SURF source code present in OpenCV 2.0, you can take descriptors code from there. FAST code you can find on the Edward Rosten’s, FAST developer, site:
http://mi.eng.cam.ac.uk/~er258/work/fast.html
Be careful if you want try ER-FAST. ER-FAST C code is huge and can easily crash visual studio.
Thanks for you answer. I’ll give a look to both.
So you just apply SURF “description” code to keypoints detected by FAST? Did you try FAST with SIFT based descriptors too?
I did slight modification to FAST – used it on scale space – downsampled image and applied FAST to patches produced by fist stage. But you probably don’t want to do it – it’s purely for performance optimization for mobile device.
SURF – it’s not “description”, it’s “descriptor” – string of numbers which are 1-2nd order Haar wavelet moments.
SURF descriptor I used practically without changes. You may want to fiddle with parameters though – they influence results a lot. SIFT I never tried – it’s more slow then SURF.
It doesn’t seem obvious on how to go from a FAST CvPoint keypoint returned by cvCornerFast to a CvSURFPoint which contains a lot more required information such as the laplacian, size, etc. Or do you simply pass in the CvSURFPoint with only the “pt” member set and cvExtractSURF will fill in the rest of the info?
BTW: Thanks for publishing this work — I hope to share my results in the near future as well.
-Micah
I’m not using OpenCV here (actually I’m using it for testing only, because intended target is mobile). I just get point detected by FAST and calculate SURF descriptor for it. That way Hessian is not used at all.
Hi,
Is FAST-SURF combination rotation in-variant?

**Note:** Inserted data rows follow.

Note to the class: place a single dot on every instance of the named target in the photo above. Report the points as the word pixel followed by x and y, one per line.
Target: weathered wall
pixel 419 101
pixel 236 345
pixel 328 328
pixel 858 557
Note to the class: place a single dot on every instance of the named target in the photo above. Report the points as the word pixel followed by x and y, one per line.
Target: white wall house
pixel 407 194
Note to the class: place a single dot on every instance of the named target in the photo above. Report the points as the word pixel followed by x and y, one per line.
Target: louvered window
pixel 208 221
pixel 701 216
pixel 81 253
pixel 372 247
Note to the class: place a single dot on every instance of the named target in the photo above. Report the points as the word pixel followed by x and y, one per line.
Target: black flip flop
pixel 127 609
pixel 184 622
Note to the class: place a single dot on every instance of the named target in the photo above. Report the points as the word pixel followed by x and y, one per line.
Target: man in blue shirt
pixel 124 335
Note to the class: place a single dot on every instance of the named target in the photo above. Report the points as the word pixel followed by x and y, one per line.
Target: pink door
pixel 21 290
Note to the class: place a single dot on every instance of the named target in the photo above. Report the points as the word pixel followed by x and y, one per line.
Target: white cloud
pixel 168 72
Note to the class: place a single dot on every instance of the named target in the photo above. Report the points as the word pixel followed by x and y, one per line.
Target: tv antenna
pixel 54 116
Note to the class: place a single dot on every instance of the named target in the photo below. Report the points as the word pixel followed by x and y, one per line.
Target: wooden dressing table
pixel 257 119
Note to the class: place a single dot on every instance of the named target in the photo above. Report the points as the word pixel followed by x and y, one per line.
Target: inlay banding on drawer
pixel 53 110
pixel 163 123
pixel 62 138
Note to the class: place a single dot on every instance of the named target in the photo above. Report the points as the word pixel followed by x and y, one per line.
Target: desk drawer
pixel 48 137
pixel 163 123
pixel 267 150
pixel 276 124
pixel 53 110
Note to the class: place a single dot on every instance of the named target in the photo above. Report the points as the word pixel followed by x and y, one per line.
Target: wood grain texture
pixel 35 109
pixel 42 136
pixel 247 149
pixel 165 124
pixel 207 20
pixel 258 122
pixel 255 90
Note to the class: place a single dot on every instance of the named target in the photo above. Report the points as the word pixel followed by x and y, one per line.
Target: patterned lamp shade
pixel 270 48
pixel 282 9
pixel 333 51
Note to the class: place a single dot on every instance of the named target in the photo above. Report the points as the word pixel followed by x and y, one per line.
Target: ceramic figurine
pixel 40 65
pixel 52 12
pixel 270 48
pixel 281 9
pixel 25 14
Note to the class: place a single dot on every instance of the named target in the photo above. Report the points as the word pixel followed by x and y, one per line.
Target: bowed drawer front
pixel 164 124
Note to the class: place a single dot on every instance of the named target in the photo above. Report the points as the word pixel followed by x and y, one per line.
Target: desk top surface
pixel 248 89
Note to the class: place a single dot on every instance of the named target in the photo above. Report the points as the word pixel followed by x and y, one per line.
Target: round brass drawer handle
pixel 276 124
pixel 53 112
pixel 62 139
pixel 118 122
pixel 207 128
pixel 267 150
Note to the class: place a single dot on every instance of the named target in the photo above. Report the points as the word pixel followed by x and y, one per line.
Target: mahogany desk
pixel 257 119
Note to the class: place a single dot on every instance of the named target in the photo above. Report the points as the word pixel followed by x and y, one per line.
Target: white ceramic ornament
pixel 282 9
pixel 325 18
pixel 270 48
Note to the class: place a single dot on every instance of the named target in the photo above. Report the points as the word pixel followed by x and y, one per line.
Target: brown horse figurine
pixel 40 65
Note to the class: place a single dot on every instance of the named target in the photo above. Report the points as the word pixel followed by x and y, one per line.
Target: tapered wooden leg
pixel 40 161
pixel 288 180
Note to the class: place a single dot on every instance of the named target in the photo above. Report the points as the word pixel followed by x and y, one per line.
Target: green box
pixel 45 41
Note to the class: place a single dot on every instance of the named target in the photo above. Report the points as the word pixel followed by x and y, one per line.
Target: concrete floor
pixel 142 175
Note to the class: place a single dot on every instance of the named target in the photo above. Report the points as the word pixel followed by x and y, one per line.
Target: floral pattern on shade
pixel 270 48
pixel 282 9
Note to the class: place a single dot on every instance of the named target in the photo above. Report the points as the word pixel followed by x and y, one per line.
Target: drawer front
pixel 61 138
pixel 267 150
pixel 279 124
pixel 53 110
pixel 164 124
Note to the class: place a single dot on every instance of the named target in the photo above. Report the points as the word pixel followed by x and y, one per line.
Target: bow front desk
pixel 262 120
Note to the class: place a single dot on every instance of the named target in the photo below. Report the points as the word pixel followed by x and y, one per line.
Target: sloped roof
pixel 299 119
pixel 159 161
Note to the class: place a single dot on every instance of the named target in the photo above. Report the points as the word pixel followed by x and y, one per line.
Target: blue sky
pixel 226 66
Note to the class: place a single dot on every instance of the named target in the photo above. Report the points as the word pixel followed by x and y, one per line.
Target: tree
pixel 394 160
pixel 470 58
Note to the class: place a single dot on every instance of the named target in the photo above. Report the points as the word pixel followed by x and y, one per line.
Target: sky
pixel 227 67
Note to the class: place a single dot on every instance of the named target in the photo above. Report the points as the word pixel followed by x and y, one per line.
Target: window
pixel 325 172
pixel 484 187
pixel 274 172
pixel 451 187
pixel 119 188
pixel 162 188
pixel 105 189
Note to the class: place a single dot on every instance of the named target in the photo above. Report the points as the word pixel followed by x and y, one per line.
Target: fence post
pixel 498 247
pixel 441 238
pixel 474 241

FAST is rotationally invariant. SURF descriptor could be oriented, which is rotationally invariant (theoretically, in practice not so much) and upright, which is not.
hi
Im using FAST code from Edward Rosten’s website to detect keypoints from the image. The output is a group of detected points. Since im using FAST, i don’t think i need to use the Hessian detector. Now im not sure how to feed it to
cvExtractSURF(CvArr *image, CvArr *mask, CvSeq **keypoints, CvSeq **dexcriptor, CvMemStorage *storage, CvSURFParams params, int useProvidedKeyPts)
Do you know how to input the group of points from FAST to CvSeq** ?
i used the following to create a CvSeq
CvSeq *kp1 = cvCreateSeq(0, sizeof(cvSeq), sizeof(CvSURFPoint), storage)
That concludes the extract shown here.